I don’t know where these anti-social action people are coming from. Oh, I get that they’re
concerned over liberals who are all soup and no salvation. That’s an obvious miss. But to
spiritually react to an effort to get children back in school and say “I just preach the gospel,” is
one of the biggest misreads of New Testament Christianity I can fathom. It’s a misunderstanding
of the gospel. I thought one of the best things I could be giving myself to as a pastor and

community leader was to try to get those schools open. My effort didn’t displace the gospel. It
flowed from the gospel. And oh yeah, it gave me an opportunity to pray a gospel-based prayer
in a packed conference room with community leaders of all stripes from all over the city. Mayor
Daley shooed the press out and was about to start the meeting. He looked down the table and
said, “Pastor Lyons, would you open us in prayer?”

As I studied good works in the New Testament, I was shocked by the lack of treatment of several
commentators I referenced. How could they blow right by this? This is such a big deal in my
context. Service has been a huge door opener in this deep blue, spiritually hostile environment.
Good works have been absolutely necessary in this jungle of human need.

Here’s my theory. Our social and cultural status shapes our theology. Our American, white
middle-class Christianity has been provincialized by its Americanness, blinded by its whiteness,
weighted down by its bulging middle and restricted by its class. Our cultural Christianity, and
I’m talking fundamentalists and evangelicals here, has been less shaped by the New Testament
than it has been by its culture.

The schools did not open on time. The Armitage Baptist alternative school did open, staffed by
CPS personnel from our own congregation who weren’t going to work anyway. The headline in
Chicago Sun Times read Baptist Church gets Kids Back to Books. “The city lists 600 alternative
school sites. But few are as comprehensive as Armitage Baptist Church with math, reading, free
lunches and athletics.” What they didn’t add was “…and a big dose of Jesus.”

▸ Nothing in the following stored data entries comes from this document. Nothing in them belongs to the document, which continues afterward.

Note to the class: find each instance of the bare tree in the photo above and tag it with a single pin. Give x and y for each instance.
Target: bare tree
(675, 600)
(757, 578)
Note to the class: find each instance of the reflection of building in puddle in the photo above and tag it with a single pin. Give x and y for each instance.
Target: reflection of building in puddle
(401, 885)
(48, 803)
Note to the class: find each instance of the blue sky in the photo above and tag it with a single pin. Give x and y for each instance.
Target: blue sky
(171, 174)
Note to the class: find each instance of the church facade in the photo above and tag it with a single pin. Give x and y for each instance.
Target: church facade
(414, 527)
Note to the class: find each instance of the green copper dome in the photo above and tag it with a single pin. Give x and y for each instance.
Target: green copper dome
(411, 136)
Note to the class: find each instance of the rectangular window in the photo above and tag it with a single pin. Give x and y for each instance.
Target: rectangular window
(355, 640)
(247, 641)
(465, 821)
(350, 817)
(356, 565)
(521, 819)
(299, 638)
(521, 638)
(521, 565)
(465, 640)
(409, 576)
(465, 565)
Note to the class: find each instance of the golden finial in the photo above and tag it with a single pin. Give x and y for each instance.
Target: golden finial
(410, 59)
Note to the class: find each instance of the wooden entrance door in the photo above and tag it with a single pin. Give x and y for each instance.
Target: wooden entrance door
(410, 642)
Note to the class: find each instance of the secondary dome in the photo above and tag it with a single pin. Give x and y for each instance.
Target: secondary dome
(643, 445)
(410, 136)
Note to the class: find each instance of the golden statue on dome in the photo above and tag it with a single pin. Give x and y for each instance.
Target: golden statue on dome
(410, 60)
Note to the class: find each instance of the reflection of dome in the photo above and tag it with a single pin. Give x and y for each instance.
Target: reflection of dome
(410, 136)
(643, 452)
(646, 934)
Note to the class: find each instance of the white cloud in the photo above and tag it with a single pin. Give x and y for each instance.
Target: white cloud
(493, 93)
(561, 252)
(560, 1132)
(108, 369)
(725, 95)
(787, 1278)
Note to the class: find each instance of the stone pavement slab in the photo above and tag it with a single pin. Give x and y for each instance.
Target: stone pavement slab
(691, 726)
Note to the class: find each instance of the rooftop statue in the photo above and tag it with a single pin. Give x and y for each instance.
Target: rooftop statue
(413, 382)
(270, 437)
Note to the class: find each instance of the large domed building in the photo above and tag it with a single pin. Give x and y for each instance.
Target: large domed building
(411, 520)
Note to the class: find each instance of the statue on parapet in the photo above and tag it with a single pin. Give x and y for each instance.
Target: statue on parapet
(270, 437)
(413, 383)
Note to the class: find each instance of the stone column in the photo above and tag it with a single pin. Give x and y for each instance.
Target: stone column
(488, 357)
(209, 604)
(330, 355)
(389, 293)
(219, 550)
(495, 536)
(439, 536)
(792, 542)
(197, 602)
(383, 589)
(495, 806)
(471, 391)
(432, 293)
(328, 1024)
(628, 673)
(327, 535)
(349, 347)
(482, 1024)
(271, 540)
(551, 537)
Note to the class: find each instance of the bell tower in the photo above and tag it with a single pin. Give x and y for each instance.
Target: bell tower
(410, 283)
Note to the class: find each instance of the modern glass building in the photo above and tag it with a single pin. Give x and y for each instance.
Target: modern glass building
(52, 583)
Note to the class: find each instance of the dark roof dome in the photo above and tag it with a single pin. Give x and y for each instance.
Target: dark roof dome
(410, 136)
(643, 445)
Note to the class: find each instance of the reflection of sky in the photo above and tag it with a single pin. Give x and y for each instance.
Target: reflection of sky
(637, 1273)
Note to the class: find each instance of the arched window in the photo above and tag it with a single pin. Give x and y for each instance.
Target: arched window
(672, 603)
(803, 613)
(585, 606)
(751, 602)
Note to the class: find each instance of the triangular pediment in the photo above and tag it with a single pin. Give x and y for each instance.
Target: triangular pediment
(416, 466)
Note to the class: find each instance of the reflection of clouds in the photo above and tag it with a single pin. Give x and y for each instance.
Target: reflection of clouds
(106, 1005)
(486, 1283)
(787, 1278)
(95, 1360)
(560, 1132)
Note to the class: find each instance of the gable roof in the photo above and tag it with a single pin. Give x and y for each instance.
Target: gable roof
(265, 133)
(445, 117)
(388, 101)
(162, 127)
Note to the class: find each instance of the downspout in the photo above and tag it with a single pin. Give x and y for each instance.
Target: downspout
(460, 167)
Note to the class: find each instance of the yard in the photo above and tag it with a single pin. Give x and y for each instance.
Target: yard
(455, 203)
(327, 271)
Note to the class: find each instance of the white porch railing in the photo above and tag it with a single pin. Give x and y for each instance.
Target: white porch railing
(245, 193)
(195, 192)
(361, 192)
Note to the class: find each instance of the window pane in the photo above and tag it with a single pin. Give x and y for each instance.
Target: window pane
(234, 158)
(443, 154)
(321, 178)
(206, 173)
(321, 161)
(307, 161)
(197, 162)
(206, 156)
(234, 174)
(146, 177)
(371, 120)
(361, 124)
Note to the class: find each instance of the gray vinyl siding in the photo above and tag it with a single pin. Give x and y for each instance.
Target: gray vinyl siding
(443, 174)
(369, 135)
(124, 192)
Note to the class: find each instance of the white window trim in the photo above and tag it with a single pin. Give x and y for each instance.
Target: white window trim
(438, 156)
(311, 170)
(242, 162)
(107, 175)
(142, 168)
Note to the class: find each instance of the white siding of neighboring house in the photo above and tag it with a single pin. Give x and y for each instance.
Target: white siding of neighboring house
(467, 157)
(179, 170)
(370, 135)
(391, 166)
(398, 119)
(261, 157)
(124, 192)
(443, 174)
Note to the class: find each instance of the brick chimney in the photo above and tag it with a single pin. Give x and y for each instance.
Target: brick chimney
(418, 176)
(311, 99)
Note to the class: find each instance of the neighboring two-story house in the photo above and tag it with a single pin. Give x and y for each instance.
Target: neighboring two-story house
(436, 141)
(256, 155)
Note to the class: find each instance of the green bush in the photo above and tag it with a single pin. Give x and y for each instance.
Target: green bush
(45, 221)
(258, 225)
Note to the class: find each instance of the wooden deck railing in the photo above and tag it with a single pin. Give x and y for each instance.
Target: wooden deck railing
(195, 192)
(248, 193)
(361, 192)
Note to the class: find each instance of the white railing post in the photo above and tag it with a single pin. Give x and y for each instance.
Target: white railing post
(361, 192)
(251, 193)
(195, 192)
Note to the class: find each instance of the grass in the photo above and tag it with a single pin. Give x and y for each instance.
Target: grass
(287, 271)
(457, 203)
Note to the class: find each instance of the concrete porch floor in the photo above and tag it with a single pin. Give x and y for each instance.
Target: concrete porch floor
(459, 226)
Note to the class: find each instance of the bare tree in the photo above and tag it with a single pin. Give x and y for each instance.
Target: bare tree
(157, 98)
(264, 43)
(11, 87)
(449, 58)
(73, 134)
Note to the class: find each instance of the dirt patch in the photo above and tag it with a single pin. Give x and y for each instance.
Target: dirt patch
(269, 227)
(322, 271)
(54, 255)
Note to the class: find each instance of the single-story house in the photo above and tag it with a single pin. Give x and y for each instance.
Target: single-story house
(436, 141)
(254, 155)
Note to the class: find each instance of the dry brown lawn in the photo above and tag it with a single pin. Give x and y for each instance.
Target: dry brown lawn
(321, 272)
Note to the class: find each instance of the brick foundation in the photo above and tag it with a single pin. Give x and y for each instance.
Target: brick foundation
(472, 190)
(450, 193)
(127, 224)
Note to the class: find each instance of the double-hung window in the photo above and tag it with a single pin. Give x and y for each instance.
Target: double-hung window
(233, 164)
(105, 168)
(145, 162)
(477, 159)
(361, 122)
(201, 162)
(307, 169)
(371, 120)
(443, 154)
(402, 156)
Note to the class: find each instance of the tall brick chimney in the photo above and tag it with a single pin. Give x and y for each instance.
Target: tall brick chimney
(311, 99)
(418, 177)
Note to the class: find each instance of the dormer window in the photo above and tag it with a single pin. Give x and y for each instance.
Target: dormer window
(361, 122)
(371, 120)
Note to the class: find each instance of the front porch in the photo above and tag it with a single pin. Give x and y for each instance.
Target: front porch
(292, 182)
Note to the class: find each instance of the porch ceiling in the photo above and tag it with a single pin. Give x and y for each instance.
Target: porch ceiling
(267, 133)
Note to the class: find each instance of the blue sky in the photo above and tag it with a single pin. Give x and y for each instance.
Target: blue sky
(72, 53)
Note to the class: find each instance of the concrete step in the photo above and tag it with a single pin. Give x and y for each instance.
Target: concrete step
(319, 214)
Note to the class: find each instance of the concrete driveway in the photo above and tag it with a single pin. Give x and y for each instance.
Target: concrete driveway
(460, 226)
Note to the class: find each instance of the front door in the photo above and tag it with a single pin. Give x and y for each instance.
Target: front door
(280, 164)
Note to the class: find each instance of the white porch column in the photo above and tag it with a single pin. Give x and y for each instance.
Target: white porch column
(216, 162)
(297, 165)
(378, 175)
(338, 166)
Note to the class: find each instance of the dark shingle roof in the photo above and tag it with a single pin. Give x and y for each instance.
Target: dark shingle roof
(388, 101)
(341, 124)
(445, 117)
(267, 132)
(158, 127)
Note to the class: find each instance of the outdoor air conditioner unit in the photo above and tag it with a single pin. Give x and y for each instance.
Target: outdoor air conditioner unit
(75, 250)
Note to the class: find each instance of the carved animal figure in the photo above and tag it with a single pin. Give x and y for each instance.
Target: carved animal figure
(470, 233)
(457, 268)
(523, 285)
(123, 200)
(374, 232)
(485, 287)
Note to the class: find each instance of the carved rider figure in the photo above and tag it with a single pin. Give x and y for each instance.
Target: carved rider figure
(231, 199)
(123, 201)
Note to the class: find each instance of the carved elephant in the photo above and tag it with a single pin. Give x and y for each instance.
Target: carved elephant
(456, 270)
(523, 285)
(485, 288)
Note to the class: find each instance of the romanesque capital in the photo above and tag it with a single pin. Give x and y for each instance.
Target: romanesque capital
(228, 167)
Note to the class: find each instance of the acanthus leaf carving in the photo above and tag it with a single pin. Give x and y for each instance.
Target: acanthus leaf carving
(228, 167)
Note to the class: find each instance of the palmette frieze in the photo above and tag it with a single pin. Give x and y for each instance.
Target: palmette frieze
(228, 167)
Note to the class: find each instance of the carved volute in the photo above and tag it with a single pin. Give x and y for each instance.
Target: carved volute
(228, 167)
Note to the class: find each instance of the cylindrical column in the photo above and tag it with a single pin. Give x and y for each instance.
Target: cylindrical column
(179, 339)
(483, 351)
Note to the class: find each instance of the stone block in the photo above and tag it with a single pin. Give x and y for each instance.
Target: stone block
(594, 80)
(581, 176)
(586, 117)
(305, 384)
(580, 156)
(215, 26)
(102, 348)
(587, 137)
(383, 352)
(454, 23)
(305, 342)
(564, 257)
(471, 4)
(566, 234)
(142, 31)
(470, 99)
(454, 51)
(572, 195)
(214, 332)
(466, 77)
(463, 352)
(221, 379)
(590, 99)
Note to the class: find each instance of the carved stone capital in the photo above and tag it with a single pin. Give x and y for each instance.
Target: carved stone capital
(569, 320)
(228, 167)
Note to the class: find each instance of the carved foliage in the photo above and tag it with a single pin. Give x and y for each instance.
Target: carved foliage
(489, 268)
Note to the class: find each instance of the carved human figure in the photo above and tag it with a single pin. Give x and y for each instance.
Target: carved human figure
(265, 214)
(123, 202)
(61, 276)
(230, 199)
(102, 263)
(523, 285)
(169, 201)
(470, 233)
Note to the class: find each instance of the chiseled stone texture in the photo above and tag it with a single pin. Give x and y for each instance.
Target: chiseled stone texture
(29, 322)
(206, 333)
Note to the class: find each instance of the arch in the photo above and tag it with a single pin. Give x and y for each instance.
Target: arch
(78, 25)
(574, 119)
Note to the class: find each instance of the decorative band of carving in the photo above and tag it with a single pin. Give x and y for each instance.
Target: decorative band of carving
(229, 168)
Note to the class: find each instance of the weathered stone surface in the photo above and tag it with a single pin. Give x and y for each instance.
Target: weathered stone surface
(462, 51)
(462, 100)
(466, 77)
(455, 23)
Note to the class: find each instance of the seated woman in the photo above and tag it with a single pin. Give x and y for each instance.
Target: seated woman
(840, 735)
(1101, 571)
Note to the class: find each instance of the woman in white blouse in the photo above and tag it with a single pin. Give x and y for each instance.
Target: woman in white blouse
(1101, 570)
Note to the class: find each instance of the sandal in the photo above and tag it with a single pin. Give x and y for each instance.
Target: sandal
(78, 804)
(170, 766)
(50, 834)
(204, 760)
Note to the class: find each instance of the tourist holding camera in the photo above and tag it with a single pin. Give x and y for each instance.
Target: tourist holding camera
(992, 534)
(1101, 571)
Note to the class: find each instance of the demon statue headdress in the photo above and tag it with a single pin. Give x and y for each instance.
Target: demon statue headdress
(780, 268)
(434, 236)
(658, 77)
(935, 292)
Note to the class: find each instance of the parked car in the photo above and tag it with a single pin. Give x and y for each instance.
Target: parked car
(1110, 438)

P.S. (with God, there is always more)
And by the way, how was I to know that the following spring, political radicals, anarchists and
gay activists would canvass our neighborhood to solicit support for a pro-choice, anti-Armitage
demonstration in front of our building. Later, we were told that again and again after hearing the
activists’ spiel, our neighbors would say, “Well, I don’t know anything about that, but I know
they’re good people. They opened a school when public schools were closed.”